Class for analyzing sarcomere morphology.

Parameters:
  • file_path (str | os.PathLike) – Path to the image tif file.

  • restart (bool, optional) – If True the previous analysis folder is deleted and a fresh run is started (default: False).

  • pixelsize (float or None, optional) – Physical pixel size in µm. If None the value is taken from file metadata; otherwise the supplied number overrides all metadata.

  • frametime (float or None, optional) – Time between frames in s. If None it is taken from metadata; an explicit number overrides it.

  • channel (int | None, optional) – Index of the fluorescence channel that shows the sarcomeres. If the image has only one channel this argument is ignored.

  • axes (str | None, optional) – Explicit dimension order (e.g. 'TXYC'). None lets the base class auto-detect the order.

  • auto_save (bool, optional) – Write analysis results to disk automatically (default True).

  • use_gui (bool, optional) – Activate GUI mode (default False).

  • device (torch.device | Literal['auto'], optional) – Device on which PyTorch kernels are executed. 'auto' selects CUDA or MPS when available (default 'auto').

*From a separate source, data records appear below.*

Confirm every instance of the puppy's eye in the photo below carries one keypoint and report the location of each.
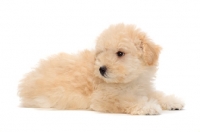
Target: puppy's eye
(120, 54)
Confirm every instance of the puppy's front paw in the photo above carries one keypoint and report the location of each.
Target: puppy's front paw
(149, 108)
(172, 103)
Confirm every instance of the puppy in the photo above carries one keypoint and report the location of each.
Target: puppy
(116, 77)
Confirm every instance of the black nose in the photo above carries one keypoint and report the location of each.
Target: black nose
(103, 70)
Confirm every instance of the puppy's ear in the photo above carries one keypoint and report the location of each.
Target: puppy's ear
(150, 50)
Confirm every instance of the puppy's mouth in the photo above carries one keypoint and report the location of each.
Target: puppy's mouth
(103, 70)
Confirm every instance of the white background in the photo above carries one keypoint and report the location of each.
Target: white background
(34, 29)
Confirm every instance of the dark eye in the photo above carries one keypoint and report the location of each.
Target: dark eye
(119, 53)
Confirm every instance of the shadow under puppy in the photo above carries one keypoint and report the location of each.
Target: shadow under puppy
(116, 77)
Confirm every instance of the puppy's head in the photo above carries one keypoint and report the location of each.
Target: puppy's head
(123, 53)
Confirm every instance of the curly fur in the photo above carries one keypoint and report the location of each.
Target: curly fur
(66, 81)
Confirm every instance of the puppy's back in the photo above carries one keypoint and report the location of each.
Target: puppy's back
(62, 81)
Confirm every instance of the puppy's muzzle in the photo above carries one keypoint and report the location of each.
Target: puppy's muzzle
(103, 70)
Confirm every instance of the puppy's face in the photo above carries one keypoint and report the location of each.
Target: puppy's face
(123, 53)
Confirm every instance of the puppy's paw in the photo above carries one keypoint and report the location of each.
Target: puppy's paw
(172, 103)
(149, 108)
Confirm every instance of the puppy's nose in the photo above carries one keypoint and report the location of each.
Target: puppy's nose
(102, 70)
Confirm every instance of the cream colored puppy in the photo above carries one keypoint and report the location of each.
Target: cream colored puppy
(116, 77)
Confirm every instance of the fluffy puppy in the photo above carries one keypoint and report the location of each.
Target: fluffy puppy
(116, 77)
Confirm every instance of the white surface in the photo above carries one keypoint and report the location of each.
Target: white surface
(31, 30)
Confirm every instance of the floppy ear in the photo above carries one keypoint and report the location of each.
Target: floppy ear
(151, 51)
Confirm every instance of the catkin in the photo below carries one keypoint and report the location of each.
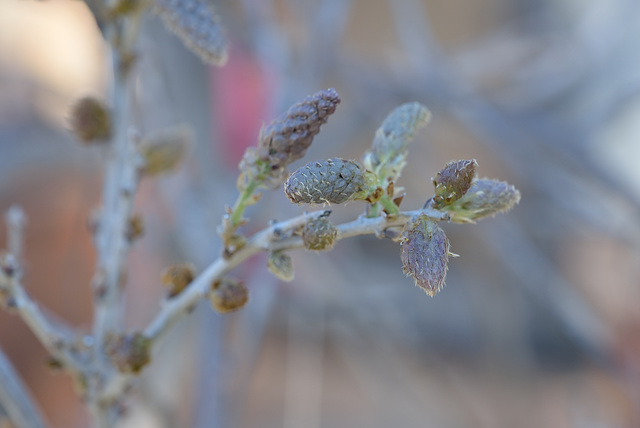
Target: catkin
(425, 253)
(331, 181)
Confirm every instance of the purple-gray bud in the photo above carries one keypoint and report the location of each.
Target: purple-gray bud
(425, 253)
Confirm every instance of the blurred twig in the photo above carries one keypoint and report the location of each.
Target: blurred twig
(15, 399)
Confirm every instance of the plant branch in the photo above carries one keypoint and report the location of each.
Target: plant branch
(279, 236)
(119, 189)
(15, 398)
(53, 337)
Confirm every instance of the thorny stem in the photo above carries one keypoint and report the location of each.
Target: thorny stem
(120, 184)
(119, 188)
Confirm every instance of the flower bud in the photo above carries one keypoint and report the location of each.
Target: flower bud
(319, 234)
(129, 353)
(425, 253)
(177, 276)
(288, 137)
(331, 181)
(453, 181)
(91, 120)
(228, 295)
(197, 25)
(281, 265)
(484, 198)
(163, 151)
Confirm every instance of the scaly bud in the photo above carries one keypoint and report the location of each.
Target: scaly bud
(288, 137)
(163, 151)
(177, 276)
(228, 295)
(281, 265)
(319, 234)
(129, 353)
(390, 143)
(331, 181)
(197, 25)
(91, 120)
(484, 198)
(453, 181)
(425, 253)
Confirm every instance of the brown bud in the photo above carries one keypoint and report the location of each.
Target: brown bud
(484, 198)
(425, 253)
(129, 353)
(281, 265)
(163, 151)
(197, 25)
(288, 137)
(319, 234)
(228, 295)
(90, 120)
(177, 276)
(453, 181)
(331, 181)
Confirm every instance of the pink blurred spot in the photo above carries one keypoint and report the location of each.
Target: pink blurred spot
(239, 97)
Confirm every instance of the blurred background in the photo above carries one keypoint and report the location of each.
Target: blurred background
(538, 325)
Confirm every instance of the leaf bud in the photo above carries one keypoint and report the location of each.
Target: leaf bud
(389, 148)
(485, 197)
(129, 353)
(319, 234)
(425, 253)
(163, 151)
(453, 181)
(135, 228)
(331, 181)
(177, 276)
(91, 120)
(228, 295)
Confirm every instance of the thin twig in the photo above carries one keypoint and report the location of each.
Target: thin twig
(15, 398)
(15, 220)
(119, 189)
(53, 336)
(277, 237)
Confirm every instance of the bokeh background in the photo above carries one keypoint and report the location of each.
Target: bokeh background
(538, 325)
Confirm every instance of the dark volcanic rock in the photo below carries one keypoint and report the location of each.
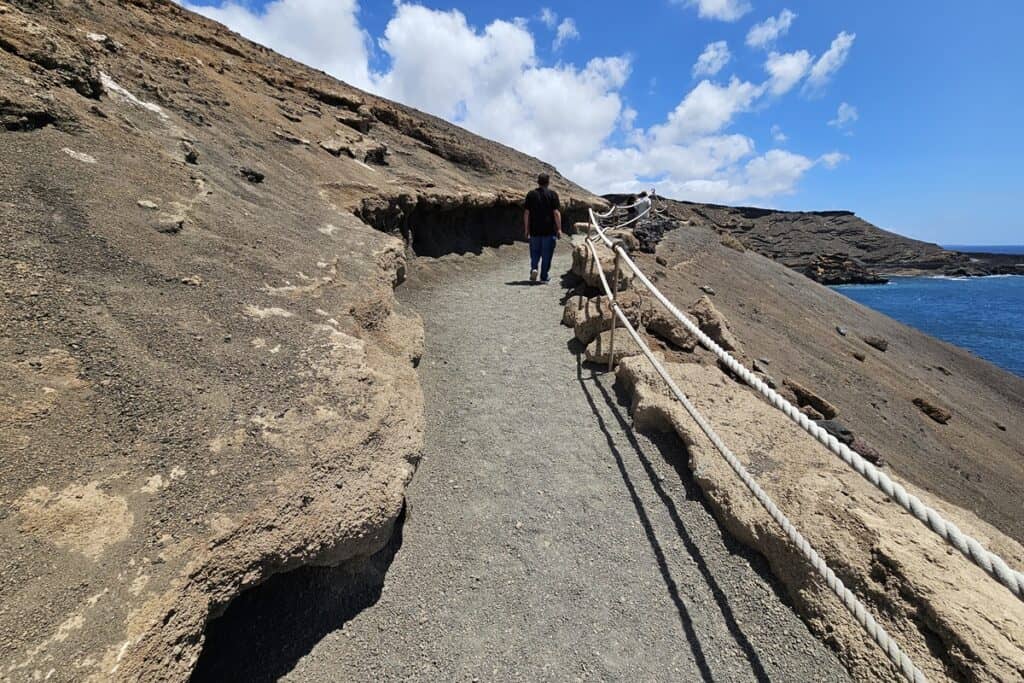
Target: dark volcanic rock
(937, 413)
(841, 269)
(801, 239)
(880, 343)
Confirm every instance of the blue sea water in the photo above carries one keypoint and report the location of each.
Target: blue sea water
(982, 314)
(987, 249)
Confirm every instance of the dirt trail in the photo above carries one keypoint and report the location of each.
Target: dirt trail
(544, 540)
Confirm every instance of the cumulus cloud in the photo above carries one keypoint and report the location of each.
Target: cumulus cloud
(707, 109)
(715, 56)
(491, 80)
(845, 116)
(832, 60)
(566, 31)
(765, 34)
(724, 10)
(325, 34)
(833, 159)
(786, 70)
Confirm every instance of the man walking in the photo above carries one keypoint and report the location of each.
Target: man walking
(543, 224)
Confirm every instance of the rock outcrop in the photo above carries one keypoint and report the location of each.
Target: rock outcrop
(830, 247)
(206, 378)
(941, 608)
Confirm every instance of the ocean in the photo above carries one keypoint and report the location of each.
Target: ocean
(984, 315)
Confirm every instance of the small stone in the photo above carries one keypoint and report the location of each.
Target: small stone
(937, 413)
(880, 343)
(251, 175)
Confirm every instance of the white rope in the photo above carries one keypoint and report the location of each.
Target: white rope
(852, 603)
(971, 548)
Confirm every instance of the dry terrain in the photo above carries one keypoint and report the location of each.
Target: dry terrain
(206, 379)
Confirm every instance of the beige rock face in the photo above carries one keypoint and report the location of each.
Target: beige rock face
(197, 397)
(601, 349)
(714, 324)
(589, 317)
(953, 621)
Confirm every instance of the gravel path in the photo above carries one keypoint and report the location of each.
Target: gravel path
(544, 540)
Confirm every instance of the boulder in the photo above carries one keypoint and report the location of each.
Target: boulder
(600, 349)
(807, 397)
(626, 236)
(595, 315)
(667, 327)
(937, 413)
(713, 324)
(880, 343)
(839, 430)
(586, 268)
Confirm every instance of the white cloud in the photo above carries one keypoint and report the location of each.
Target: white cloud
(846, 115)
(832, 60)
(707, 109)
(325, 34)
(491, 80)
(786, 70)
(765, 34)
(566, 31)
(833, 159)
(715, 56)
(724, 10)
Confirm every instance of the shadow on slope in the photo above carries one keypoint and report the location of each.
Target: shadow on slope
(266, 630)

  • **info (Any) – Additional key-value pairs that are stored in the metadata file.

data

Dictionary that contains numeric results of the morphology analysis (populated after running the respective detection routines).

Type:

dict

__get_structure_data_file(is_temp_file: bool = False) str

Returns the path to the structure data file.

Parameters:

is_temp_file (bool, optional) – If True, returns the path to a temporary file. This temporary file is used to prevent creating corrupted data files due to aborted operations (e.g., exceptions or user intervention). The temporary file can be committed to a final file by renaming it. Default is False.

Returns:

The path to the structure data file, either temporary or final.

Return type:

str

commit() None[source]

Commit data by renaming the temporary file to the final data file.

store_structure_data(override: bool = True) None[source]

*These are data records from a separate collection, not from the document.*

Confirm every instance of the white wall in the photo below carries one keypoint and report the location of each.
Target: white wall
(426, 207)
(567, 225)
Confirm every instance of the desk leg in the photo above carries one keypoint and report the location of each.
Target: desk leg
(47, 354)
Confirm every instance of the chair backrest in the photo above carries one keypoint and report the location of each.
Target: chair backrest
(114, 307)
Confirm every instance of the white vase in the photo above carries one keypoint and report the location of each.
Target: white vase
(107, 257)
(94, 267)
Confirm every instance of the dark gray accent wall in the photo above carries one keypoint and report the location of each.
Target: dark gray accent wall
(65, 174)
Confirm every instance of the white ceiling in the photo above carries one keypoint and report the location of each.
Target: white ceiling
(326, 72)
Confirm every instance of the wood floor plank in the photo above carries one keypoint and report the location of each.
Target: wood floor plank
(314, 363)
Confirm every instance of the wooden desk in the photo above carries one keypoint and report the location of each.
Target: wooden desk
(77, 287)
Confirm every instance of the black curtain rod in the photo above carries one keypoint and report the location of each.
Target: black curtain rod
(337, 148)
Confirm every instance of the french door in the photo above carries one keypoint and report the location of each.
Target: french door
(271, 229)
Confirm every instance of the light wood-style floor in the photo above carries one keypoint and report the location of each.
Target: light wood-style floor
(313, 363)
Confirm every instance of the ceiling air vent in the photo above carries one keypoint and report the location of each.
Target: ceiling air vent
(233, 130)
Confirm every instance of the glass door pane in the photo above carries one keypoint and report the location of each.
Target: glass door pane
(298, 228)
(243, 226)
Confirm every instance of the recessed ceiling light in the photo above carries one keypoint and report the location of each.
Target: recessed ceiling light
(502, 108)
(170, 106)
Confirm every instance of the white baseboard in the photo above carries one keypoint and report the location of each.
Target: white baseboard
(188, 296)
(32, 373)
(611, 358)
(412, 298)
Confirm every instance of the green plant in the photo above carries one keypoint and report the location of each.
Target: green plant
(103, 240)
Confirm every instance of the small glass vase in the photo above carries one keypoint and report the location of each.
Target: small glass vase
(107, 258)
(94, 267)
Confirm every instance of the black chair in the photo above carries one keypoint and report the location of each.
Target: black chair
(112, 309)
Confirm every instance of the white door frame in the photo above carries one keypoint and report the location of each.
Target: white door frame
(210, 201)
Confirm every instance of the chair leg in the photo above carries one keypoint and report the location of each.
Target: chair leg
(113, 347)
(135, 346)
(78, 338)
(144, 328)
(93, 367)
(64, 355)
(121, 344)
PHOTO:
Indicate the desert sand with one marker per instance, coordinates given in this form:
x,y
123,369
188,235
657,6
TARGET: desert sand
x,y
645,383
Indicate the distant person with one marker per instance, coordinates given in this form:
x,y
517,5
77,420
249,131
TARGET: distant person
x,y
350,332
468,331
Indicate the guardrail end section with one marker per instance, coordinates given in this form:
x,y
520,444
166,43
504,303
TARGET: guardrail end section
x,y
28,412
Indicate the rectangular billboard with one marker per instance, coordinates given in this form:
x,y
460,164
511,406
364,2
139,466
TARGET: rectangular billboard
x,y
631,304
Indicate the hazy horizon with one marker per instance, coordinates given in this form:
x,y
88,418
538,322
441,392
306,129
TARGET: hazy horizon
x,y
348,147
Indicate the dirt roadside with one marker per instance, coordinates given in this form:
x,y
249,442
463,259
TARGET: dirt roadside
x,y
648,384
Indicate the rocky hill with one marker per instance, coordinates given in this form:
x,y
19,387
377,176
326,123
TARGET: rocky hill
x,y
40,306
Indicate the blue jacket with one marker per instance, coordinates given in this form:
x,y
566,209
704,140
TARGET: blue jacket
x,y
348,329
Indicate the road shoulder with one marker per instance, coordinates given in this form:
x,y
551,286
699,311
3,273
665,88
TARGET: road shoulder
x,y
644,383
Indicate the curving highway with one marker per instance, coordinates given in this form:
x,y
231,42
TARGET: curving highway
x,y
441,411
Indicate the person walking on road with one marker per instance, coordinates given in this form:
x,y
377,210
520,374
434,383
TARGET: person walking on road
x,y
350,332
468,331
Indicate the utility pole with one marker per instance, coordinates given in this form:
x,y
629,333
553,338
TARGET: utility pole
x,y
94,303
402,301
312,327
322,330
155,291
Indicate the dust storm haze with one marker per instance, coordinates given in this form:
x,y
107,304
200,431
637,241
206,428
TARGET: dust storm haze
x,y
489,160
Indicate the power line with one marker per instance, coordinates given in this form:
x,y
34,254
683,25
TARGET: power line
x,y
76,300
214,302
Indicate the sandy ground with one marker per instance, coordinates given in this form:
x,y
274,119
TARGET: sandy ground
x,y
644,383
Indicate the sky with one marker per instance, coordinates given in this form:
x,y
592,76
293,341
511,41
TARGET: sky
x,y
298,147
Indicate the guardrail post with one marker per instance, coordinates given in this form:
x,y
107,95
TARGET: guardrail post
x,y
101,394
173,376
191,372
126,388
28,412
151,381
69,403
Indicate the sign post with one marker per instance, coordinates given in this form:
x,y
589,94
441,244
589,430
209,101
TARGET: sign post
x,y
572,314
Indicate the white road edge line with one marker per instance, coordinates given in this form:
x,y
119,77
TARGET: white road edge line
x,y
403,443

Store structure data in a JSON file.

Parameters:

override (bool, optional) – If True, override the file.

_load_structure_data() None[source]

Load structure data from the final data file; fall back to the temporary file if needed. :raises Exception: If no valid structure data could be loaded.

get_list_lois()[source]

Returns list of LOIs

detect_sarcomeres(frames: str | int | List[int] | numpy.ndarray = 'all', model_path: str = None, max_patch_size: Tuple[int, int] = (1024, 1024), normalization_mode: str = 'all', clip_thres: Tuple[float, float] = (0.0, 99.98), rescale_factor: float = 1.0, progress_notifier: bio_image_unet.progress.ProgressNotifier = ProgressNotifier.progress_notifier_tqdm())[source]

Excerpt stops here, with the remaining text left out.